The self-fulfilling prophecy.

Saintpaulia velutina

One of the ways in which we psych ourselves up for change, is we create a little self-fulfilling prophecy bubble.

Self-fulfilling prophecy is a term coined by the sociologist Robert K. Merton, and subsequently taken over by social psychologists.  It occurs when you see a situation a certain way, and your behaviors, based on this perception, cause your belief to become reality.  The classic example in the race relations literature is that a person walking down a deserted street late at night sees a black man approaching him.  Unnerved, the person thinks, “I better be on guard, that guy is likely to be hostile.”  (I told you this was a racism example!)  Meanwhile, this is what the other man sees.  Someone glaring at him, in a defensive posture, as though he were some kind of monster.  So, he frowns, beginning to feel a bit irritated with this person.  The prophecy is fulfilled.

I am stretching the term a little bit when I describe my resolution psych-up as a self-fulfilling prophecy bubble, but this is how it happens.

First, I experience the itch for change.  I’m not sure why it’s described as an itch, since it feels a lot more like there is a giant spider inside your stomach, and you have to get it out now.  The so-called ‘itch’ provokes me to see today as an ideal day to turn a new leaf.  I begin to interact with the day, forcing it to cough up new-leafy qualities like sunshine, rain, or particularly large strawberries at the grocery store.  I read its signs as Trelawney reads tea leaves.  There is no room for argument from this day.  It submits without a whimper.
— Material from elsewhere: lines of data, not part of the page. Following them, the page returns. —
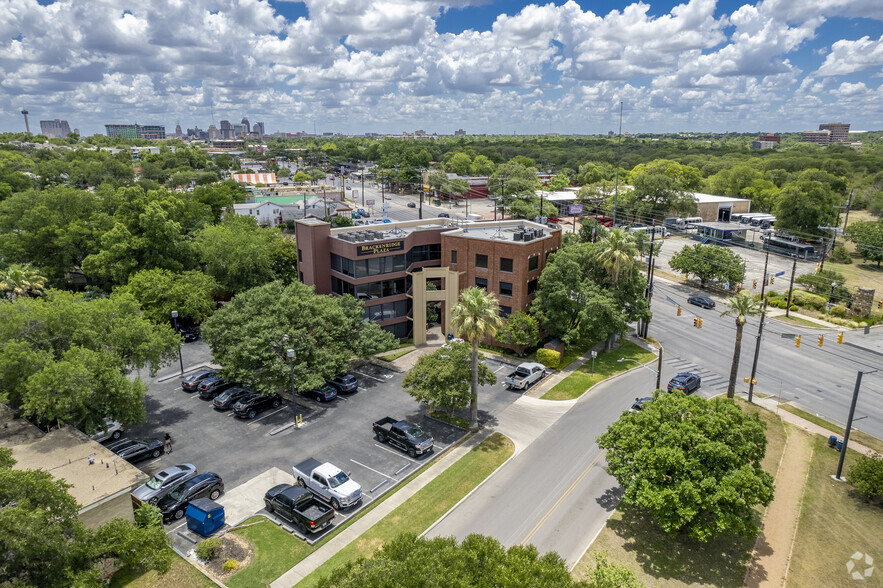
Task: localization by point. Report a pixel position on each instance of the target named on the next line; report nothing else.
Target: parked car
(191, 383)
(408, 437)
(299, 507)
(702, 301)
(324, 393)
(327, 482)
(686, 382)
(249, 406)
(163, 481)
(639, 404)
(344, 383)
(226, 399)
(113, 430)
(211, 387)
(135, 450)
(174, 504)
(526, 375)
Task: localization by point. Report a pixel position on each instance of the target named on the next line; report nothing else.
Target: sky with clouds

I queue up the next episode of This American Life and it is about Christmas.  But then the next one is about Quitting!  I examine my fortune cookie intently,  and it tells me the time for being practical is now.  Not very helpful.  So, I look up the definition of practical.  “Of or pertaining to practice or action” (Dictionary.com)  Better!  (There’s the word “action” in it.)  It is just as I prophesied.  Forces are aligning for change.  All signs point to go.
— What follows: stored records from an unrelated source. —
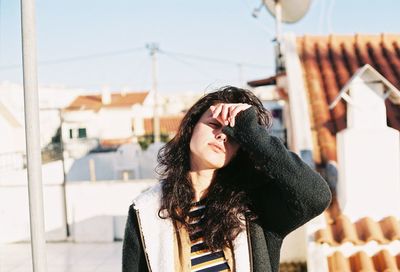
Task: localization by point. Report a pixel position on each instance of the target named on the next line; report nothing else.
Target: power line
(215, 60)
(207, 75)
(79, 58)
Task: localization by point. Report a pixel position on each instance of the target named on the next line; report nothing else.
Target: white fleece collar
(159, 235)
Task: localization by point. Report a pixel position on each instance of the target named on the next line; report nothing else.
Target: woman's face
(210, 148)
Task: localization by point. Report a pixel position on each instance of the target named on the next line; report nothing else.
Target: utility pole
(32, 132)
(63, 186)
(153, 48)
(240, 75)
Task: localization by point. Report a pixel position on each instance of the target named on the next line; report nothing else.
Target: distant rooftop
(94, 102)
I mean, really, a lot of this is more confirmation bias than self-fulfilling prophecy, but what causes me to think of it as a self-fulfilling prophecy is that perceiving the day to be inherently changeful is a way to double backhand trigger reactive behavior in myself.  And that is when the day truly becomes what I perceived it to be.  A day of change.

It’s almost like, when we first approach the subject of change, we are nervous cowards.  We’ve failed so many times before it’s almost embarrassing to bring it up.  So we approach it with sidelong glances, like an Ivy League school we want to apply to without telling anyone.  That’s what makes us create this bubble of ephemeral signs and signals.  It’s the only way external agents can encourage us without our actually talking to anyone about what’s on our mind.  And we need all the encouragement we can get.  So, we create a magical fantasy in which today is a special sort of day, in which fate is running a promotion.  Embark on your journey today, and today only, and the Moirai will tweak the thread of your life and give you the destiny of your choice.  And that is how we persuade ourselves to begin.

Now onto the good stuff, wherein I start rearranging the furniture of my life and feeling stressed and uncomfortable.  That is, after all, why I started writing this.  As inspiring as it is to read the bubbly success stories of people who either have no problem with change, or are glossing over the gritty bits, I need something a little bit more instructive to work with.  Something that’s going to give me some tools to use when everything starts getting all squirrely in a few days.